HON. FRANK H. D’ANDREA, JR., JUDGE TRIAL REFEREE.

This action originates from an unpaid debt arising out of a transaction between the plaintiff, Pro Performance Corporate Services, Inc., and the nonresident defendant, Frank Goldman. The plaintiff alleges the following facts: It is a corporation located in Stamford, and is in the business of providing tickets and related services for, inter aha, major sporting events. On or about January 18, 2001, the defendant, a resident of Baltimore, Maryland, contacted the plaintiff by telephone for the purpose of retaining the plaintiff in order to locate and supply the defendant with tickets and related services for Super Bowl XXXV. The defendant retained the plaintiffs services whereby the latter *477 would undertake a search to locate four to six tickets to the Super Bowl and passes to various related social events. The plaintiffs performance of these services would be conducted from its Connecticut office. The defendant does not dispute that he agreed to pay the plaintiff for its services at prices to be agreed upon, depending upon the type and locations of the seats and related accommodations.

Between January 18 and January 28, 2001, the defendant maintained a regular and systematic course of almost daily communications with the plaintiff. The defendant admits to initiating the contact with the plaintiff, and admits that calls to the plaintiff were made from both his business and residence addresses.
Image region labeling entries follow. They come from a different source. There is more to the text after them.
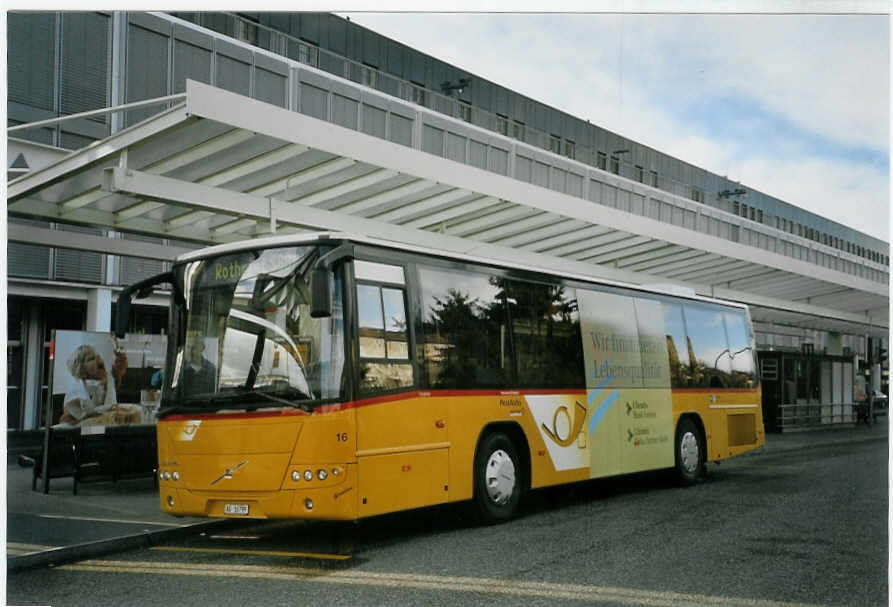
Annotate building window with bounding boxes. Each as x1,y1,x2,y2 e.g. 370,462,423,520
298,44,319,67
512,120,524,141
360,65,378,89
409,82,425,105
236,19,257,46
496,114,509,136
564,140,577,158
459,101,471,122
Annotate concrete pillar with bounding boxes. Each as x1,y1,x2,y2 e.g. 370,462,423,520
825,331,843,356
22,304,49,430
87,289,112,332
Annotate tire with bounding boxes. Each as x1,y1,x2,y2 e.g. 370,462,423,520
474,432,523,525
676,418,707,486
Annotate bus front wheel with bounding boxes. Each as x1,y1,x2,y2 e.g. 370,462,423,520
676,419,707,485
474,432,521,524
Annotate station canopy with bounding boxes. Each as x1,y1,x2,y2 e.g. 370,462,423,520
7,81,889,336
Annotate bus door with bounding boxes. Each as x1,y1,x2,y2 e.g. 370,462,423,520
354,260,449,516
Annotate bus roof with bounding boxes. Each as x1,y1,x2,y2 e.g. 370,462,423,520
177,232,747,309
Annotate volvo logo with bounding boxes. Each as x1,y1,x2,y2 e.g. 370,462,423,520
211,460,248,485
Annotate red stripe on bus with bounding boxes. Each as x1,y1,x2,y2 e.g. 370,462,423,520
162,389,586,421
163,388,757,421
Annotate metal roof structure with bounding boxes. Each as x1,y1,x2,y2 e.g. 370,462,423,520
7,81,889,335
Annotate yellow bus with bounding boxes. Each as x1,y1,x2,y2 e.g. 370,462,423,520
116,234,764,522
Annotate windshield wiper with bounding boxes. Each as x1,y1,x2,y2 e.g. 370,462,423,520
249,390,313,413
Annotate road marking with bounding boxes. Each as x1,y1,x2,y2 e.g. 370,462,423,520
57,560,816,607
6,542,58,556
38,514,185,527
150,546,353,561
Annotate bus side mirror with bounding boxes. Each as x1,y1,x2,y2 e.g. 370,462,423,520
310,266,334,318
115,272,174,338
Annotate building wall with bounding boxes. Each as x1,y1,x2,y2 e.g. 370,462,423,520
172,13,889,265
7,12,889,428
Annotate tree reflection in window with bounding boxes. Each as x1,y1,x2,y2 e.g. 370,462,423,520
357,284,414,393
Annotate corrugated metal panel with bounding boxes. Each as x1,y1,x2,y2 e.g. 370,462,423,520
118,234,167,285
301,82,328,120
173,40,211,93
363,104,387,139
53,226,103,283
390,113,412,147
6,242,50,278
254,68,288,107
446,133,467,163
468,139,487,170
6,13,56,110
217,53,251,96
422,124,443,156
125,23,170,125
332,94,360,130
59,13,111,124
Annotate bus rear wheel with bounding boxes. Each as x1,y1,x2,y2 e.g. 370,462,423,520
474,432,522,525
676,419,707,485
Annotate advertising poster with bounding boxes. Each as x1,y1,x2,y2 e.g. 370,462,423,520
51,331,167,428
526,291,673,478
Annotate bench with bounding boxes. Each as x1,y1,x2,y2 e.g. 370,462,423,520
19,425,158,495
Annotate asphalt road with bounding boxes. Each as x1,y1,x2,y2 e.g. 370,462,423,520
7,440,888,607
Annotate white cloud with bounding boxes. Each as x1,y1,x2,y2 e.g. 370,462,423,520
344,14,890,239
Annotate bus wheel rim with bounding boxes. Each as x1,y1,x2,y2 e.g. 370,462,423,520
679,432,700,473
485,449,515,506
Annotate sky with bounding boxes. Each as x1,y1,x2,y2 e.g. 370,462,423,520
338,8,891,242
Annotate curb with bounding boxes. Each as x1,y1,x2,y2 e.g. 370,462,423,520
743,434,889,456
6,519,245,573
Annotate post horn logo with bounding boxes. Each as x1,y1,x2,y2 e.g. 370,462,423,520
543,401,588,447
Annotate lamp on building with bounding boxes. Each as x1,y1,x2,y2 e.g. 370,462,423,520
440,78,471,95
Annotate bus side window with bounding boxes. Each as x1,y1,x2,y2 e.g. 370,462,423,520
684,304,732,388
661,301,695,388
723,310,756,388
505,280,586,388
357,268,415,394
419,267,514,389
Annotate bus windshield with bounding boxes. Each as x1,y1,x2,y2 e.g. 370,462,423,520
159,246,344,415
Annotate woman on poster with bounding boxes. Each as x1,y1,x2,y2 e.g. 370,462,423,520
59,344,127,425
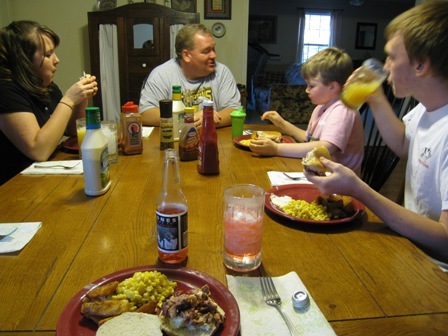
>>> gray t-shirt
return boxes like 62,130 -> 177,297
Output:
139,58 -> 241,113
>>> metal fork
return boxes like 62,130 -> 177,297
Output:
282,172 -> 305,181
34,162 -> 79,169
260,276 -> 298,336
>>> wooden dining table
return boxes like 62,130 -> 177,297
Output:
0,125 -> 448,336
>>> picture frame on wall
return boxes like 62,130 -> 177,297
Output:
204,0 -> 232,20
355,22 -> 378,50
171,0 -> 196,13
249,15 -> 277,44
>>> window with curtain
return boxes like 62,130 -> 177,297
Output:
296,9 -> 341,63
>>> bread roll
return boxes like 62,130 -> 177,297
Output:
302,146 -> 331,176
96,313 -> 163,336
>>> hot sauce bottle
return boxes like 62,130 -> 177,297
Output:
121,101 -> 143,154
198,100 -> 219,175
179,107 -> 199,161
156,149 -> 188,264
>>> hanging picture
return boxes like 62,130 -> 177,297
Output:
204,0 -> 232,20
249,15 -> 277,44
171,0 -> 196,13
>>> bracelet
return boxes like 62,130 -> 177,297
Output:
59,100 -> 73,112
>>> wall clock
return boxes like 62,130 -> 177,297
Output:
95,0 -> 117,10
212,22 -> 226,38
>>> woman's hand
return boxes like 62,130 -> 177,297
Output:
261,111 -> 285,128
304,157 -> 363,198
62,76 -> 98,107
250,139 -> 278,156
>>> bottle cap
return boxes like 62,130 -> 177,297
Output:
86,106 -> 101,129
121,101 -> 138,113
159,99 -> 173,118
292,291 -> 310,309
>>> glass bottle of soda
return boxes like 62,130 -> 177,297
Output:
156,149 -> 188,264
198,100 -> 219,175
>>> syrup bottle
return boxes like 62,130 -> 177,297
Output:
179,107 -> 199,161
198,100 -> 219,175
156,149 -> 188,264
81,107 -> 111,196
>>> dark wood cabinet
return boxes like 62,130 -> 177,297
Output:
88,2 -> 199,108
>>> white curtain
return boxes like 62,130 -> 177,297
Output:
99,24 -> 121,122
330,9 -> 342,47
170,24 -> 184,58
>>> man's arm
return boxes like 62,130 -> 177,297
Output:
141,107 -> 160,126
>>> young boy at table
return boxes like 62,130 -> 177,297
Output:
307,1 -> 448,269
250,47 -> 364,174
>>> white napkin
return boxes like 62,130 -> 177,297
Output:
21,160 -> 83,175
142,126 -> 154,138
0,222 -> 42,253
227,272 -> 336,336
268,171 -> 311,187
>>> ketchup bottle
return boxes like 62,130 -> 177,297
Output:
198,100 -> 219,175
156,149 -> 188,264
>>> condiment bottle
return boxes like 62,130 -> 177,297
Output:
198,100 -> 219,175
81,107 -> 111,196
172,85 -> 185,141
159,99 -> 174,150
179,107 -> 199,161
121,101 -> 143,155
156,149 -> 188,264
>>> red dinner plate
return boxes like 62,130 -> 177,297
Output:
265,184 -> 365,225
56,266 -> 240,336
233,134 -> 294,148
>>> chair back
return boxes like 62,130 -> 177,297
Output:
359,84 -> 418,191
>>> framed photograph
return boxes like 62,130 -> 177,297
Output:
204,0 -> 232,20
249,15 -> 277,44
355,22 -> 378,50
171,0 -> 196,13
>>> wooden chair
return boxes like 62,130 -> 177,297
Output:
359,84 -> 418,191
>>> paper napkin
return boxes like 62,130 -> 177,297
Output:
142,126 -> 154,138
21,160 -> 83,175
0,222 -> 42,253
268,171 -> 311,187
227,272 -> 336,336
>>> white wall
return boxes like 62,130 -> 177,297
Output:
0,0 -> 249,95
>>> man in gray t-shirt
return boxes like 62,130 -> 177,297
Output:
139,24 -> 241,127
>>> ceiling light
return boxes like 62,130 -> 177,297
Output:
349,0 -> 364,6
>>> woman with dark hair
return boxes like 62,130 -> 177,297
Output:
0,21 -> 98,185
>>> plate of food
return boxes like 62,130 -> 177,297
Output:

At some point after retaining the plaintiffs services, the defendant independently arranged to purchase four or five (the defendant avers five, the plaintiff alleges four) Super Bowl tickets from a third party located in Florida. The plaintiff and the defendant reached an agreement pursuant to which the plaintiff would pick up those tickets, pay for them on behalf of the defendant with its own funds, and then deliver those tickets to the defendant prior to the game. In a slightly different rendition, the defendant avers that after informing the plaintiff that he wanted to upgrade the third party tickets, and obtain more tickets, the plaintiffs representative told the defendant that he would arrange to obtain the third party tickets and sell them only if he could get the premium tickets the defendant preferred.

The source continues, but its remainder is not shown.